Marché de l'électricité
La France joue la prudence dans un marché nerveux

Cette semaine, le marché français de l’électricité évolue dans une zone de calme trompeur. Les prix spot se maintiennent autour de 95–100 €/MWh, portés par une production nucléaire stable mais fragilisée par un mouvement social qui a déjà retiré près de 1,8 GW de capacité, dont 1 GW nucléaire. La météo, plutôt douce pour la saison, limite la demande, offrant un répit temporaire. Mais cette sérénité pourrait être de courte durée : les prévisions annoncent une baisse des températures en octobre, tandis que la grève rappelle la vulnérabilité du système aux aléas sociaux.
En toile de fond, l’Allemagne – premier importateur d’électricité française – fait face à une flambée des prix liée à une production éolienne en berne, ce qui pourrait accroître la pression sur les échanges transfrontaliers. Pour les acteurs du marché, l’équilibre reste précaire : un coup de froid ou une prolongation du conflit social suffirait à tendre brutalement les prix.
À la une
Bruxelles attaque les goulets d’étranglement
La Commission européenne veut frapper fort pour rendre l’énergie moins chère et plus fluide. Ursula von der Leyen l’a martelé : « Nos prix restent trop élevés, trop volatils et trop disparates ». Pour y remédier, Bruxelles s’apprête à lever huit principaux verrous dans les infrastructures énergétiques.
Une véritable toile d’interconnexions
Liaisons électriques transpyrénéennes entre la France et l’Espagne, île énergétique entre l’Allemagne et le Danemark, ou encore le projet Harmony Link reliant la Lituanie à la Pologne. La mer du Nord servira de hub éolien, tandis que Chypre et la Grèce pourraient être reliées par le « Great Sea Interconnector ».
L’hydrogène n’est pas en reste
Deux grands corridors sont à l’étude, l’un reliant la péninsule Ibérique à l’Allemagne via la France, l’autre – le « SoutH2 Corridor » – connectant l’Afrique du Nord à l’Italie et l’Autriche. Objectif : transporter l’hydrogène vert produit dans les zones ensoleillées et venteuses vers les bassins industriels du cœur de l’Europe.

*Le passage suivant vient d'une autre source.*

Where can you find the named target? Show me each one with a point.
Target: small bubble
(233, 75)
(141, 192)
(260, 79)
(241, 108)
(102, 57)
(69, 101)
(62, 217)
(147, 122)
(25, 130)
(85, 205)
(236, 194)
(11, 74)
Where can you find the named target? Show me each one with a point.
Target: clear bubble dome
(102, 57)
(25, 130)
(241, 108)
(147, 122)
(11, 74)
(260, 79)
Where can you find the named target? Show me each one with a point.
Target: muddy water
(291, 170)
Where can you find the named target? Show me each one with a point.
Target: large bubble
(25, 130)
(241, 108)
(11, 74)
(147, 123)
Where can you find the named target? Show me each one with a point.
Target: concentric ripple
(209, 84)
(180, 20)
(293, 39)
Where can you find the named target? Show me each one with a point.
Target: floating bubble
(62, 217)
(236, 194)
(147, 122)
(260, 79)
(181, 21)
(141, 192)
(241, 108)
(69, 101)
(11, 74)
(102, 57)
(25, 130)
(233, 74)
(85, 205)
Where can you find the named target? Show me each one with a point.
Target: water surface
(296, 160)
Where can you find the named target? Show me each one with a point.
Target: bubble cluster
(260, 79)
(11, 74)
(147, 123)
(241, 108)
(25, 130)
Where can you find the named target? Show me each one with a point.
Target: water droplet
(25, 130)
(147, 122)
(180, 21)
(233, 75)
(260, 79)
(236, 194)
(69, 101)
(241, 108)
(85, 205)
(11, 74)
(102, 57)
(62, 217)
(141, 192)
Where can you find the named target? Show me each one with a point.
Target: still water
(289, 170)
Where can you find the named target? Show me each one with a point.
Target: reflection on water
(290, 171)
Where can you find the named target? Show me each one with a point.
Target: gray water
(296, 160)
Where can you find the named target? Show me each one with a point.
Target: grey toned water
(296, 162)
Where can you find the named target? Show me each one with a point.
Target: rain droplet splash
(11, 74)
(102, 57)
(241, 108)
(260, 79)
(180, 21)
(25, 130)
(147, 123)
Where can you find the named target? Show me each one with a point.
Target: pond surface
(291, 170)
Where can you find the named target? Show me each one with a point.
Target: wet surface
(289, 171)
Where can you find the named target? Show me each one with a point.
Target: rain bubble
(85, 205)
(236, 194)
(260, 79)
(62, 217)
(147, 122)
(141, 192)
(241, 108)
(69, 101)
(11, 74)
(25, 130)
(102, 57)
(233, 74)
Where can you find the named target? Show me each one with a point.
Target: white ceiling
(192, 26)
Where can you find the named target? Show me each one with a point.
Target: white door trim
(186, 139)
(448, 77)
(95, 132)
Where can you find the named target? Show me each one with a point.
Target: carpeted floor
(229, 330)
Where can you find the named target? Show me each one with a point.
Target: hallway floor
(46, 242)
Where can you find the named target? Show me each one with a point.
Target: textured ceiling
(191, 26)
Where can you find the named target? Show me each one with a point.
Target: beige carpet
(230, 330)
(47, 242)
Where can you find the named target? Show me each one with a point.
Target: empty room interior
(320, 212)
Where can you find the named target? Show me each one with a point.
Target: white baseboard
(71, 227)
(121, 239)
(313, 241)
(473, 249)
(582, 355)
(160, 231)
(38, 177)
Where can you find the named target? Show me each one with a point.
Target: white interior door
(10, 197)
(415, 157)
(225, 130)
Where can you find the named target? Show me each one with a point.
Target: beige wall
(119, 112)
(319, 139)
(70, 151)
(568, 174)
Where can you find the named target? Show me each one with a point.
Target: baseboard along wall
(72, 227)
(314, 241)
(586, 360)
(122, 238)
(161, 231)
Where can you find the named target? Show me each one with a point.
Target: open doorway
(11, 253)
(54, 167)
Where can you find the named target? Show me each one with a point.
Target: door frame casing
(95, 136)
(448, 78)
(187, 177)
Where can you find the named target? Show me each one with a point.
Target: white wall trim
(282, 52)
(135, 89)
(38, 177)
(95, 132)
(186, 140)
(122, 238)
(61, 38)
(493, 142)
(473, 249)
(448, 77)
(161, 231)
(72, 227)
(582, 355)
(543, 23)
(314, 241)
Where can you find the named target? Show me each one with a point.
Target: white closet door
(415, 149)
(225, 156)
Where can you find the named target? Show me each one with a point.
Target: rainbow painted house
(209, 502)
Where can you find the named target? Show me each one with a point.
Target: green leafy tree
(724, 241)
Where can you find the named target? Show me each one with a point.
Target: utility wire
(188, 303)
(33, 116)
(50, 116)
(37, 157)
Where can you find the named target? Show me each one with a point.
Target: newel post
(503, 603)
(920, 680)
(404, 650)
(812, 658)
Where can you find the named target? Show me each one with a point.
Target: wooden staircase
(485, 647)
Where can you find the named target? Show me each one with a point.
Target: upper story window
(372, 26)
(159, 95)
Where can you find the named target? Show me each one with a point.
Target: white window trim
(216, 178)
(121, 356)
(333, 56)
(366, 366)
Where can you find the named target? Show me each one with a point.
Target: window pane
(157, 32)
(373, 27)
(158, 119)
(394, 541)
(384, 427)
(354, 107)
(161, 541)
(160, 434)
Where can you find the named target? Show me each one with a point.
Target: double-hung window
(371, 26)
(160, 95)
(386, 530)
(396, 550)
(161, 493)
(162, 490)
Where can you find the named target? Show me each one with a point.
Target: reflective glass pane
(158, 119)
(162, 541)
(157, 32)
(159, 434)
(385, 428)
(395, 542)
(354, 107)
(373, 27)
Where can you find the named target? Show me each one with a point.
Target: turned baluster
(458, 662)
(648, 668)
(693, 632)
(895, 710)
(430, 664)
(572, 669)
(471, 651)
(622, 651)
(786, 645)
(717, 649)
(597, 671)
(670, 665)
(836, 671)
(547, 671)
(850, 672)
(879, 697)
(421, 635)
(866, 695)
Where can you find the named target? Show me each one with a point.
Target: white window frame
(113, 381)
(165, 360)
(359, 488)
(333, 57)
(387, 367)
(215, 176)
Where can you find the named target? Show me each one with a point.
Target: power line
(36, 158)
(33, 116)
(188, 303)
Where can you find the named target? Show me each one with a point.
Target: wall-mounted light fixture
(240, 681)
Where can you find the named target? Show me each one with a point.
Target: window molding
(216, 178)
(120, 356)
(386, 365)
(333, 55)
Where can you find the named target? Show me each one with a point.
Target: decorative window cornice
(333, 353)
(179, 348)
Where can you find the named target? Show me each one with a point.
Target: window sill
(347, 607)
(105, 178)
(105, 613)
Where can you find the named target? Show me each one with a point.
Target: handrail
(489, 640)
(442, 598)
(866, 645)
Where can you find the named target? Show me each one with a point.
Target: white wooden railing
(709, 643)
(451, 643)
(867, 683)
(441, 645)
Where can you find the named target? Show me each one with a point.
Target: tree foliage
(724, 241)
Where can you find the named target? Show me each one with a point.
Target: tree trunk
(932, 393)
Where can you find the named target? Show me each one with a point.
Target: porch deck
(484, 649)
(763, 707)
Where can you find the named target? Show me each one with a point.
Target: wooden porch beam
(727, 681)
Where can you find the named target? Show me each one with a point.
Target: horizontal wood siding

Un projet gazier complète le tableau
Un flux inversé sur le gazoduc transbalkanique pour offrir à l’Ukraine de nouvelles options d’importation. Bruxelles promet d’intervenir financièrement si nécessaire, avec un « paquet réseaux européens » d’ici la fin de l’année pour accélérer autorisations, numérisation et résilience des réseaux.
En toile de fond, l’urgence est claire : faire circuler l’énergie comme une marchandise.
Les tendances électricité de la semaine par notre expert
Sécurité énergétique sous pression
La CE consulte jusqu’au 13 octobre sur une refonte des règles de sécurité du gaz et de l’électricité. La guerre en Ukraine a révélé une Europe mal préparée aux chocs d’approvisionnement. Nouvelles normes de stockage, gestion de crise et diversification des sources sont sur la table.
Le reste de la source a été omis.